Mon, 16 Oct 2000

Guterres a patriot?

I am staggered by the support shown to Eurico Guterres, who is now being paraded before us as a true Indonesian patriot. This same man was quoted two years ago as saying that he just wanted to be left in peace to drink and gamble. But now, according to Amien Rais, four legislators from the House of Representatives and a host of other respectable people and publications, Eurico Guterres must be lauded as a hero of the Indonesian people. In the search for a heroic figure, some people in Indonesia are unfortunately scraping the bottom of the barrel.

Is patriotism in Indonesia now exemplified by the ruthless slaughter of unarmed people, whether they are women, men or children? Is heroism defined by barbarian acts, bravery embodied in the terrorizing of people who don't happen to share the same point of view? Does Indonesia now proudly exhibit thugs as patriots?

It is common knowledge that "patriots" are paid a fee for the severed heads of their enemies in Maluku. Let us not forget the many "patriot" that have "bravely" beaten people half to death and then burn them alive because they stole a chicken, or just happened to be in the wrong place at the wrong time.

If Amien Rais wishes to portray Guterres as a patriot and a hero, then perhaps he should consider a statue of Guterres, to be placed at a strategic location in the heart of Jakarta for all to see. Have this 27-year-old thug cast in bronze, wearing the militia uniform and standing tall and proud over the bones of his victims?

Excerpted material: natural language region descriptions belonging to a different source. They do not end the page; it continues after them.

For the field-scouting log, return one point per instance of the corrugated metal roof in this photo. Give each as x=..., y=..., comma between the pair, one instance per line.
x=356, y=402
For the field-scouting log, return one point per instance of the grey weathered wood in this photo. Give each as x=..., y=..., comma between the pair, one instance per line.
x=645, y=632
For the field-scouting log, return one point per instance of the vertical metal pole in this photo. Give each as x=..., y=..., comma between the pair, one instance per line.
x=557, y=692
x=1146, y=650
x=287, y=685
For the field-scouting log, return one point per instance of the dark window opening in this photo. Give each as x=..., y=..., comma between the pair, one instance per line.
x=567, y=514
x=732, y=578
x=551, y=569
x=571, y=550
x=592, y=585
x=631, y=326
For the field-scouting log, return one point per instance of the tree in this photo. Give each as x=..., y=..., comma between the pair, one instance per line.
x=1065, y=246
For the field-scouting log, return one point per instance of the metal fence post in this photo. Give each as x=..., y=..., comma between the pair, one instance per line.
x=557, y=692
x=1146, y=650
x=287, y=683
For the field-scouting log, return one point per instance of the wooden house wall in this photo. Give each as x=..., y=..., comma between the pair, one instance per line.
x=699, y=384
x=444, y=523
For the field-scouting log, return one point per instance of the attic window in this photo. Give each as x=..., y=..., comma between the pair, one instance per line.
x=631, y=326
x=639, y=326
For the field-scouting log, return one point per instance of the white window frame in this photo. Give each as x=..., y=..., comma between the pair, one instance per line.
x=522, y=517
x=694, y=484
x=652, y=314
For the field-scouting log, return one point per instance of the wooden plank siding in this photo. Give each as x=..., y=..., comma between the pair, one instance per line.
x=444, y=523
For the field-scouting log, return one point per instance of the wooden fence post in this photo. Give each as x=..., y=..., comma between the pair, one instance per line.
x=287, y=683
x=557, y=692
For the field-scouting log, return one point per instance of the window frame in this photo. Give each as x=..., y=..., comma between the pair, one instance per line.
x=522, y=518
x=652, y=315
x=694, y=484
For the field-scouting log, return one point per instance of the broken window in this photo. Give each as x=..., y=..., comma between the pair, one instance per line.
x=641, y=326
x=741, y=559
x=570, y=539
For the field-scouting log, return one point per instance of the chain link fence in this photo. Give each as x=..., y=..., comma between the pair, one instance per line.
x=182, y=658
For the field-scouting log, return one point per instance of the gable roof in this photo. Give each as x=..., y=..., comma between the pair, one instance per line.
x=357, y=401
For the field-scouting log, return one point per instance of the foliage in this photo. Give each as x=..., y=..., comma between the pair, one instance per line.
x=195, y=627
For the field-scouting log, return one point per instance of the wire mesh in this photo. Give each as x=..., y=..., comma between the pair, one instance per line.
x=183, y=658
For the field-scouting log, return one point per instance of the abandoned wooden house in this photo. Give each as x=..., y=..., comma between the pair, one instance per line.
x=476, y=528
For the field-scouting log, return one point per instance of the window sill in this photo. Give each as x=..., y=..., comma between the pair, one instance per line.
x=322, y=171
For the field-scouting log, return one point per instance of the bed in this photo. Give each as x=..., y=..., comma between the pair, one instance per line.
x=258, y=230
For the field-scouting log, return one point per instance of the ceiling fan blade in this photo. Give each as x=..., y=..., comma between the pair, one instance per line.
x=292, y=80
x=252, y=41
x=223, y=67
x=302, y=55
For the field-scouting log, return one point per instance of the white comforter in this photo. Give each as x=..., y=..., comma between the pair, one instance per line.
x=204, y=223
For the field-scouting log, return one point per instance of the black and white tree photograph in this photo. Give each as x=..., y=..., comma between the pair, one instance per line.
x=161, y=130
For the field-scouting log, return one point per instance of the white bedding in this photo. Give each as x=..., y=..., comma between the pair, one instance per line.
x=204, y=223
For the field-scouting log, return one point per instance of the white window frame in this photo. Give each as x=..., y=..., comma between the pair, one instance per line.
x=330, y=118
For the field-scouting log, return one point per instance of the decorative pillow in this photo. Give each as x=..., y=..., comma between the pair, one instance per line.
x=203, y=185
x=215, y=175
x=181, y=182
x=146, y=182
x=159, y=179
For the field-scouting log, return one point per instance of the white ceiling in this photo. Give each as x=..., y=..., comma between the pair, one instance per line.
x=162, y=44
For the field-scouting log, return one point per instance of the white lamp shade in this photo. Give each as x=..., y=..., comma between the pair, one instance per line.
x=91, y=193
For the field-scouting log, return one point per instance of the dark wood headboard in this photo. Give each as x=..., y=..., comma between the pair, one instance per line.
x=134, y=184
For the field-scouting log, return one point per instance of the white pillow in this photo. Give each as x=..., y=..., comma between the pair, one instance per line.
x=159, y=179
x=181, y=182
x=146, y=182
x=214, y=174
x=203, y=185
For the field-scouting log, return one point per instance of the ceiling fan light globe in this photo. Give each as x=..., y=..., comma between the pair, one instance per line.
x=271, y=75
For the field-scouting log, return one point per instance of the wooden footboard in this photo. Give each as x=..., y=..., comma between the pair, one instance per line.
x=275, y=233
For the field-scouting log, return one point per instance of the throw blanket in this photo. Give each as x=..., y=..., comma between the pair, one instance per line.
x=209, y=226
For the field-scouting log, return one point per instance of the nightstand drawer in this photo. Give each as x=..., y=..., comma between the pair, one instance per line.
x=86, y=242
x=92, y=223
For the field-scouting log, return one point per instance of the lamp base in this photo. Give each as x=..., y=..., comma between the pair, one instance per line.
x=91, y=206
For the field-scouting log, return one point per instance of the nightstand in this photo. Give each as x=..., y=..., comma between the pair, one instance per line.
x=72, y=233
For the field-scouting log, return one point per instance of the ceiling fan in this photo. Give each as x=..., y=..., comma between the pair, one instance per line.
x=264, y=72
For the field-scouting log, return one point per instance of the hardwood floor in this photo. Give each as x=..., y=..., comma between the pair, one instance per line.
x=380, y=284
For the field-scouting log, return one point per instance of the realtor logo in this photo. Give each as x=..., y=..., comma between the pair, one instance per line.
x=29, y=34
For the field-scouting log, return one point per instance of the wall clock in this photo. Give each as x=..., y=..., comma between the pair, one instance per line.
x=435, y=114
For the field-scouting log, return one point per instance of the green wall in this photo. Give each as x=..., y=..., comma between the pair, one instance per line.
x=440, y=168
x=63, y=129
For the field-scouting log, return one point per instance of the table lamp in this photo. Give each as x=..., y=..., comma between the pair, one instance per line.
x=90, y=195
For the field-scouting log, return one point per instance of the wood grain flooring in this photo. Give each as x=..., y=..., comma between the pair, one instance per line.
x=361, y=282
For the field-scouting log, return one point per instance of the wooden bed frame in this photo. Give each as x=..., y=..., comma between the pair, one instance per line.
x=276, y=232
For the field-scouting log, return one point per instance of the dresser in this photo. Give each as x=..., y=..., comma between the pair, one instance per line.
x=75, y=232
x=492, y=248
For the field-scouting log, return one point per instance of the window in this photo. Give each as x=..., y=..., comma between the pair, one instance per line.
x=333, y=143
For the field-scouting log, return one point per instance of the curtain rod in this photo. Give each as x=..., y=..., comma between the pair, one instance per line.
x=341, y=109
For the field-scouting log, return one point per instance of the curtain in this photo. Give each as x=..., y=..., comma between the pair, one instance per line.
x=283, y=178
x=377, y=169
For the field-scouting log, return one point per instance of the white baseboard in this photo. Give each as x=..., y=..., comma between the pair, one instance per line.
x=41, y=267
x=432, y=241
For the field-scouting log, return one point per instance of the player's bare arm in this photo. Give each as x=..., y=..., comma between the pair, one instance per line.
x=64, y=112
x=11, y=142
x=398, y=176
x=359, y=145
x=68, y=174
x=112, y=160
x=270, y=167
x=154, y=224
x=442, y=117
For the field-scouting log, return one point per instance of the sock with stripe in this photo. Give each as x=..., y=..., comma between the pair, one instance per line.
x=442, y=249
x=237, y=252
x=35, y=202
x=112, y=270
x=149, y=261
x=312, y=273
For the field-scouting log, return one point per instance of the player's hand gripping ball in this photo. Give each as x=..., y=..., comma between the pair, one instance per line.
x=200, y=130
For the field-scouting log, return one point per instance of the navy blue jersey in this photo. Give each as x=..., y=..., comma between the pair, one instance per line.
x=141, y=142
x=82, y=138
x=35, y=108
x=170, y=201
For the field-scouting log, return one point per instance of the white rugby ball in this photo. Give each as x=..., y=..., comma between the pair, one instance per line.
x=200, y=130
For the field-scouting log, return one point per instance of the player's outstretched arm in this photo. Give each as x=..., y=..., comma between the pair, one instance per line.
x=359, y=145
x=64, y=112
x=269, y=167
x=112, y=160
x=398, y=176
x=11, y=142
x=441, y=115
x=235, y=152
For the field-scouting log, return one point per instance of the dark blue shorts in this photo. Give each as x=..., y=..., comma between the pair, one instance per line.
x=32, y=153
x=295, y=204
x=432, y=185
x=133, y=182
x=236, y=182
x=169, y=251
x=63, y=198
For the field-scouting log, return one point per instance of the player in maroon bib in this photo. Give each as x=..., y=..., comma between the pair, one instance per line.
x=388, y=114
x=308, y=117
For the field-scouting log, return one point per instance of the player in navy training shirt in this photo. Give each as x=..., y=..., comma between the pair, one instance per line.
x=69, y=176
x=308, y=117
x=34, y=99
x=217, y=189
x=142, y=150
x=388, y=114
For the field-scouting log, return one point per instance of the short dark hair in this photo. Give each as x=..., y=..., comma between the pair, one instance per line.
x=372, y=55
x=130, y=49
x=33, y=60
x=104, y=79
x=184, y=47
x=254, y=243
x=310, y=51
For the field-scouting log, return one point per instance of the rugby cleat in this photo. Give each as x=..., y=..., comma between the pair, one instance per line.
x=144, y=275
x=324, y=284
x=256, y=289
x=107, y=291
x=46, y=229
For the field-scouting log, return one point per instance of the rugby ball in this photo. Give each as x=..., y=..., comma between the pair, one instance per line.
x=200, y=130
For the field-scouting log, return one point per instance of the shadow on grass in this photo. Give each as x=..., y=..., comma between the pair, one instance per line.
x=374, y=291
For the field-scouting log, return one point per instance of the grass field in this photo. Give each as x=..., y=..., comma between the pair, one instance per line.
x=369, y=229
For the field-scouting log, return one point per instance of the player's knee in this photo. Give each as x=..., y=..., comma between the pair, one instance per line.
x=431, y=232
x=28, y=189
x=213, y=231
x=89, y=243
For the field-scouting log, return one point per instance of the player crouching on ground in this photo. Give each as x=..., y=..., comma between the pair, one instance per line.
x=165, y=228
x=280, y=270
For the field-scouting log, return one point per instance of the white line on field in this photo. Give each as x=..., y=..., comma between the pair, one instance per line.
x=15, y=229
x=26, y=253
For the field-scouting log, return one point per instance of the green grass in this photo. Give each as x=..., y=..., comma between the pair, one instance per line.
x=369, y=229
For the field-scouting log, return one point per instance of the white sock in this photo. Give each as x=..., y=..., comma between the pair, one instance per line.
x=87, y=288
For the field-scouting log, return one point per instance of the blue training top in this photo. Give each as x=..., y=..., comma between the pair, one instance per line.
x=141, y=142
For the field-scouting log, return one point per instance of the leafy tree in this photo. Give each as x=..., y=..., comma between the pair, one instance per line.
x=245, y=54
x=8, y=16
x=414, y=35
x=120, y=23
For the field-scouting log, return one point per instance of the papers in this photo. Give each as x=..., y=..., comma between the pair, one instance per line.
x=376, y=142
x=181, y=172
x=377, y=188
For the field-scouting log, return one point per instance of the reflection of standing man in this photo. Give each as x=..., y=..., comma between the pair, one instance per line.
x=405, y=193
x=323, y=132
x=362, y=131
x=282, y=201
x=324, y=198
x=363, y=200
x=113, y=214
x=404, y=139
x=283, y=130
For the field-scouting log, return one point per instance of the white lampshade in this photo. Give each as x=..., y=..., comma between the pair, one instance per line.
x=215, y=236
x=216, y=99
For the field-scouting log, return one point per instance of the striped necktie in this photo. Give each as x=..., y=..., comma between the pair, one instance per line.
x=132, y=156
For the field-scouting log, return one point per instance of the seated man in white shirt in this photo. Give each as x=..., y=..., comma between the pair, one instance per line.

It is unlikely that Guterres' crimes will see the light of day because crimes of this magnitude are more often than not hidden beneath a mantle of legitimacy. Thugs become heroes, greedy men become legislators and innocent people become victims.

But if Guterres' crimes are exposed to the light of day, then it will be because of the courage and patriotism of a few people here in Indonesia who do not kowtow to thugs and greedy men, and who believe in justice and the freedom of choice. They are the heroes, Mr. Amien Rais, and you no longer stand among them although I once believed that you were a good man. So much for hindsight.

I hope that Eurico Guterres will get what he has wanted all along, to be left alone in peace to drink and gamble. In prison!